Le rappresentazioni teatrali, di soggetto religioso e in seguito anche profano, esigevano travestimenti più ricercati, come pure le processioni svolte in città in occasione di feste religiose o calendaristiche, in cui si mettevano in scena complessi gruppi di personaggi: le autorità urbane a volte investivano somme considerevoli per travestire i cittadini da apostoli, santi, angeli o dragoni.In occasione dei tornei, tipiche feste della nobiltà, il travestimento poteva essere limitato all'adozione di un abito monocromo che sottolineasse il simbolismo del colore scelto; essenziale nel gioco era comunque la decorazione degli elmi. I cimieri adottati negli incontri differivano dalle armature indicanti il lignaggio, segni di distinzione nati dalla necessità di riconoscere alleati o nemici durante il combattimento, in quanto avevano piuttosto carattere di totem, essendo decorati con motivi tratti dai bestiari, dalla flora, da oggetti quotidiani, ma anche da temi romanzeschi.

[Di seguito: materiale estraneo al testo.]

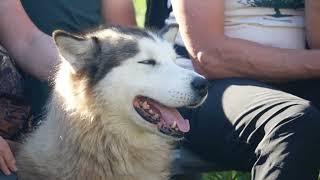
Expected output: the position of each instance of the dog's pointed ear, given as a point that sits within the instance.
(76, 50)
(169, 32)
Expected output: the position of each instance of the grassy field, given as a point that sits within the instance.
(140, 8)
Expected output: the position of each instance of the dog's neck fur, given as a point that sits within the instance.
(85, 145)
(104, 147)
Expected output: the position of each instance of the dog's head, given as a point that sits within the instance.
(130, 73)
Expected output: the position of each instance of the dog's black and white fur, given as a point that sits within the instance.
(92, 130)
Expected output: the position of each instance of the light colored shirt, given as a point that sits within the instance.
(260, 22)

Le corti partecipavano a tutte queste occasioni di travestimento e si dilettavano inoltre a ospitare in permanenza 'matti' e 'matte': caratteristici epiteti riservati a specifiche personificazioni di trasgressioni alle norme sociali contraddistinte mediante l'eccentricità del berretto a punte e sonagli o della marotte (scettro derisorio) e degli abiti verdi e gialli, connotazione dispregiativa, da intendersi quale prezzo della libertà di parola loro consentita.

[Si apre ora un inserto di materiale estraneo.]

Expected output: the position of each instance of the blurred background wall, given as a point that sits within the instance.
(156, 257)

Particolari segni distintivi. - Rigidamente strutturato dai poteri feudali, urbani e religiosi, il mondo medievale tendeva a respingere gli individui o i gruppi che sostenevano concezioni, in particolare in campo religioso, divergenti da quelle canoniche.

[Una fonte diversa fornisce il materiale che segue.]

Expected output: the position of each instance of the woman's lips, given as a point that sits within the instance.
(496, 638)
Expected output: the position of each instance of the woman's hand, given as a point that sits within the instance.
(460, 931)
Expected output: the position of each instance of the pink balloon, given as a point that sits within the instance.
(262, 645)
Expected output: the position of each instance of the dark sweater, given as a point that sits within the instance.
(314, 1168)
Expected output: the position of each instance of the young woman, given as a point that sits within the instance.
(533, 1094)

A partire dal Concilio Lateranense (1215), ebrei ed eretici vennero costretti a portare segni distintivi sugli abiti: in alcune regioni venne imposta loro una particolare acconciatura, oppure, più spesso, un'insegna cucita sul vestito, per es. un cerchio di stoffa gialla, colore dell'infamia e del tradimento. Il significato dei marchi imposti a prostitute e malati è più ambiguo: esprimeva in parte la riprovazione morale, poiché la lebbra venne a lungo considerata come una punizione divina, e, insieme, la preoccupazione di evitare il contagio o, nel caso delle prostitute, di distinguerle dalle altre donne. Mentre i lebbrosi erano tenuti ad apporre sui loro vestiti un segno analogo a quello degli ebrei e degli eretici, le stringhe o i nastri colorati imposti alle prostitute erano ornamenti più che marchi d'infamia; è da notare inoltre che alcuni regolamenti urbani permettevano alle prostitute di portare ornamenti, gioielli o cinture dorate, proibiti alle altre donne.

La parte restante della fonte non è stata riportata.